In the car on the way back to the city, she first asked how old Jamie thought Diana Blair was, offered her own opinion about the twenty-year gap between her and her husband, and then asked Jamie if he was seriously thinking of letting Blair do a special based on his photographs; from what she’d been able to gather by asking a few discreet questions before they drove up here, Blair had produced nothing but utter crap on television for the last six years, ever since he’d left his job at NBC in 1961.
“Where’d you ask all these discreet questions?” Jamie said.
“I asked Annie Baumgarten, whose husband is in programming at ABC, and I asked Sylvia Janus, who works for William Morris, and they both said—”
“Why didn’t you tell me this before we came all the way up here?”
“It’s not that far up, and besides I wanted to see for myself. Are you going to let him do it?”
“Let’s see what he comes up with.”
“He certainly came up with a good house,” Connie said. “Maybe he should go into real estate.”
“I didn’t think it was all that great,” Jamie said.

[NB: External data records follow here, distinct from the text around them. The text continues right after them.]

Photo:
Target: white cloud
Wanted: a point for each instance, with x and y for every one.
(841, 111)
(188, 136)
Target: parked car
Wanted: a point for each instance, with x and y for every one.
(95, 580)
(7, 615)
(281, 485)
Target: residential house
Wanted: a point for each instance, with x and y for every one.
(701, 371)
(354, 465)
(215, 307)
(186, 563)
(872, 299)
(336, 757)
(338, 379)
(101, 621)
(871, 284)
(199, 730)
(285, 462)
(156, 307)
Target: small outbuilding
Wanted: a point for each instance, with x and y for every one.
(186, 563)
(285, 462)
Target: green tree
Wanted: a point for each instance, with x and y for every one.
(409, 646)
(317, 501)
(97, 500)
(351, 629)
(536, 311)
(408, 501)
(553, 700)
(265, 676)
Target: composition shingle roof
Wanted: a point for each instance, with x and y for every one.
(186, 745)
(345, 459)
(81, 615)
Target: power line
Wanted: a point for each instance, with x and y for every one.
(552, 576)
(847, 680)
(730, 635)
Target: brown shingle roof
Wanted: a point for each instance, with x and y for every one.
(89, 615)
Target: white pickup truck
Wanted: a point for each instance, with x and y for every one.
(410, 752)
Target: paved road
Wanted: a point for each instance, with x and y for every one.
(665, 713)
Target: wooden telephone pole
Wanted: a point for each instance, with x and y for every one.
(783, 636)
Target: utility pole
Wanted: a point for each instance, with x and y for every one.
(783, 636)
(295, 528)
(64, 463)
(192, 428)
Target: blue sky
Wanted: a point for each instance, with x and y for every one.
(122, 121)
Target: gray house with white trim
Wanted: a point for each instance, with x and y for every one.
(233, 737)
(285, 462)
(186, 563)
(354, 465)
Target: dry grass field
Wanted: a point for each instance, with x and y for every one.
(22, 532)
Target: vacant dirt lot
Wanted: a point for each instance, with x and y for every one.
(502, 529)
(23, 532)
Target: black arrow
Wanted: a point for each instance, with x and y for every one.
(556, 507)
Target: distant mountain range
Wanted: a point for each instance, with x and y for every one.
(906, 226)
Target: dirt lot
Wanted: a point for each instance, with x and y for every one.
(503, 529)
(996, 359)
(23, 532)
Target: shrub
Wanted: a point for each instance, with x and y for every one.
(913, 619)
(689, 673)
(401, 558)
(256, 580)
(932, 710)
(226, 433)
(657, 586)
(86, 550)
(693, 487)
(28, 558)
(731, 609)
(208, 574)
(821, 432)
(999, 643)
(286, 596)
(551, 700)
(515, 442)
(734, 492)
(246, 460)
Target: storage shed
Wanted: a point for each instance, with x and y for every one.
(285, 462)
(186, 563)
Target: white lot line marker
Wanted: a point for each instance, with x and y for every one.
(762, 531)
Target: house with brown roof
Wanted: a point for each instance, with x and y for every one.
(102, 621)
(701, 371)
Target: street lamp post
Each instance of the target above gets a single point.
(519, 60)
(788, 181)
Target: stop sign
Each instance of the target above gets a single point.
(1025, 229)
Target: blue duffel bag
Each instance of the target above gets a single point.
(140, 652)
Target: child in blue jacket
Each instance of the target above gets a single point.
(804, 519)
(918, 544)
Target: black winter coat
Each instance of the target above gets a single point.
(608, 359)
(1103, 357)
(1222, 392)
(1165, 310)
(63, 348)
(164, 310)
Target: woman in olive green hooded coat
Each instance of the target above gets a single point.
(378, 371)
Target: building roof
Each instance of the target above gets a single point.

“Come on, it was only magnificent.”
She got off the subject almost at once, asking him what he’d thought of Blair’s comment about “prestige,” as if Jamie needed prestige, asking him what he thought of the idea of Blair writing the monologue, did he have any writing credits at all, and then suddenly — with another flash of these glade-green eyes — saying, “How much do you think they want?”
“How much do I think who wants?”
“Old Dr. Gillespie and his wife.”
“For the house, do you mean?”
“No, for the fucking rock garden. Of course for the house.”
“Fucking” was a word Connie had first picked up from her older sister Janet, who was now married to a film editor at Universal and living in Brentwood, and had later heard used with some regularity by her Vassar roommate, a girl who’d grown up on exclusive Lake Shore Drive in Chicago. Connie used the word frequently, but never when she was actually doing what it defined. She called that “screwing.”
“So?” she said. “What do you think?”
“Who cares how much they want for it?” Jamie said.
“It would be closer to Lissie’s school.”
They moved into the house on the sixth day of December in 1967, and for Lissie’s sixteenth birthday Jamie festooned the living room with pictures he’d taken of her that year, forty-eight of them in all, some of them tacked to the old posts, the rest Scotch-taped to the walls between the paintings he and Connie had collected since 1953, when Life had been good enough to launch his career. But forty-eight pictures weren’t sixty pictures, and tonight he’d run out of wall and post space before he’d hung little more than half of them.
He got his brilliant idea along about midnight, went down to the basement for a spool of fishing line he’d never used, fifteen-pound clear test, and strong enough to land a battling swordfish, or so Kirk Harkins at the hardware store in town had told him. He then cut himself snippets of line which he threaded through the holes he made in the two top corners of each mat. Standing on a ladder, he tacked the steepled lines to the ceiling beams, spacing the pictures some six inches apart, twisting the separate hanging lines around each pushpin till he got a level dangle. The job was going to be painstaking and time-consuming; he began to understand how Michelangelo must have felt in the Sistine Chapel.
When next he looked at his watch, it was twenty minutes to two, and there were still three pictures to hang. One of them was a terrific shot he’d caught of six-year-old Lissie in Central Park one bright spring day, kneeling to pluck a dandelion from the ragged lawn. Another was of her in a flaking and rusting rowboat, the first (and last) summer they’d spent at Martha’s Vineyard, back in 1965 when she was almost fourteen, long slender arms tugging at the oars, tiny buds of breasts in the tanktop bathing suit. Her breasts, at seventeen — yes, she was already seventeen; she’d been born at 1:27 A.M. on the morning of December 19, 1951 — were still somewhat less than spectacular. At school, she and her similarly unendowed roommate had formed a club they called the Itty-Bitty Titty Committee, clandestinely referred to by its dozen or more titless members as the I.B.T.C., lest the Establishment close them down in a wink.